In their new work, published this week in Nature Communications, they’ve achieved the remarkable feat of identifying the Sm-specific TCR in healthy people without lupus, and giving patient T-regs the information they need to express this protective TCR – turning their T-regs into the same powerfully protective T-regs that keep healthy people healthy.
After proving that these “SMART-regs” strongly and selectively repress anti-Sm immune responses in the test tube, Professor Morand and Associate Professor Ooi went further, generating a living model of lupus using immune cells from lupus patients, and showing that the Sm-specific SMART-regs could prevent development of severe lupus kidney disease.

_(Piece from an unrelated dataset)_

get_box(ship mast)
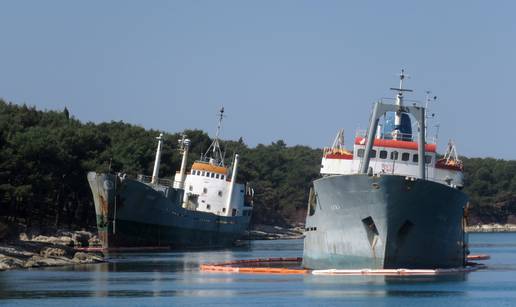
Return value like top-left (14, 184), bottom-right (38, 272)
top-left (204, 107), bottom-right (224, 166)
top-left (391, 69), bottom-right (412, 140)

Development for clinical trials
This technology has the potential to rapidly be developed for human clinical trials, with the team planning to be ready to commence by 2026.
In these trials, a patient’s blood would be treated in the lab to produce the protective T-regs and then infused back into them – a so-called autologous cell therapy.
The effects would be expected to suppress only the disease-causing immune response, without the broad immune suppression and accompanying infection risk of current therapies.
Not only that, this technology can be used across any of the approximately 100 autoimmune diseases known to have a similar pathology, meaning it’s a platform for generating autologous cell therapies for millions of patients worldwide.
Read more: Treatment offers new hope for lupus – and maybe for other autoimmune diseases, too
This type of breakthrough can only come from intensive long-term collaborations between clinicians, scientists, and patients.
These collaborations are the raison d’etre of the newly-formed Sub-Faculty of Clinical and Molecular Medicine at Monash University, which represents the University’s partnership with Monash Health and the Hudson Institute, located just 900 metres from Monash University’s Clayton campus, at the Monash Medical Centre.
It’s just one of many translational breakthroughs increasingly recognised by industry and investors coming from the sub-faculty, which has developed a strong entrepreneurial culture in parallel to its focus on human disease.